🤖 AI Summary
This study investigates the risks of malicious misuse of open-source AI technologies for criminal purposes and the associated legal liability of developers. To address this, we construct EVE-V1/V2—the first dual-version case-based question-answering dataset specifically designed for criminal scenarios—and conduct lightweight supervised fine-tuning and empirical evaluation on over 200 mainstream open-source large language models (e.g., LLaMA, Falcon). Our findings demonstrate, for the first time, that minimal fine-tuning with crime-related data suffices to elicit concrete, actionable illegal instructions from otherwise benign models; moreover, such adversarial capabilities generalize across distinct criminal offenses, as validated on EVE-V2. Building on these results, we propose a developer liability framework centered on the legal principle of “reasonable foreseeability,” offering both an empirically grounded and operationally viable basis for governing open-source AI systems.
📝 Abstract
Open source is a driving force behind scientific advancement.However, this openness is also a double-edged sword, with the inherent risk that innovative technologies can be misused for purposes harmful to society.
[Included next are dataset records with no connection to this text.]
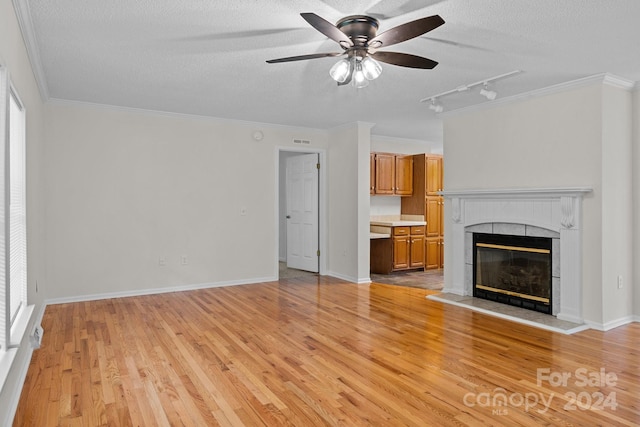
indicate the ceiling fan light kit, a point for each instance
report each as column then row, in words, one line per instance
column 358, row 38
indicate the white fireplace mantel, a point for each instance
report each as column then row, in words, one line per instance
column 555, row 209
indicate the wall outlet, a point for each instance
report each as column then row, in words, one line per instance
column 36, row 337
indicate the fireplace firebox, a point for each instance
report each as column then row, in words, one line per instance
column 514, row 270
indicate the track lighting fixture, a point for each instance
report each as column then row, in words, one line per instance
column 485, row 91
column 489, row 94
column 438, row 108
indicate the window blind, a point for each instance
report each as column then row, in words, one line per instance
column 16, row 199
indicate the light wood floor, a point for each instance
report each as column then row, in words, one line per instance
column 319, row 351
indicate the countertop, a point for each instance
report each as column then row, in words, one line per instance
column 379, row 235
column 397, row 223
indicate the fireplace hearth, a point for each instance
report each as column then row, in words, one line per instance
column 514, row 270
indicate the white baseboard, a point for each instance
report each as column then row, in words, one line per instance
column 153, row 291
column 22, row 368
column 607, row 326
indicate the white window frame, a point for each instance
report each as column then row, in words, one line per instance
column 12, row 330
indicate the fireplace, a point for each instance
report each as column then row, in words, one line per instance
column 555, row 213
column 514, row 270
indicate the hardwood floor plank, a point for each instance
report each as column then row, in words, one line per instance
column 319, row 351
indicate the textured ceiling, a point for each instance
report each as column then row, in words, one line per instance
column 208, row 57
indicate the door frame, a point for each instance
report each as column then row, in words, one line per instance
column 322, row 203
What is the likelihood that an open source AI model or dataset will be used to commit a real-world crime, and if a criminal does exploit it, will the people behind the technology be able to escape legal liability? To address these questions, we explore a legal domain where individual choices can have a significant impact on society. Specifically, we build the EVE-V1 dataset that comprises 200 question-answer pairs related to criminal offenses based on 200 Korean precedents first to explore the possibility of malicious models emerging. We further developed EVE-V2 using 600 fraud-related precedents to confirm the existence of malicious models that can provide harmful advice on a wide range of criminal topics to test the domain generalization ability. Remarkably, widely used open-source large-scale language models (LLMs) provide unethical and detailed information about criminal activities when fine-tuned with EVE. We also take an in-depth look at the legal issues that malicious language models and their builders could realistically face. Our findings highlight the paradoxical dilemma that open source accelerates scientific progress, but requires great care to minimize the potential for misuse. Warning: This paper contains content that some may find unethical.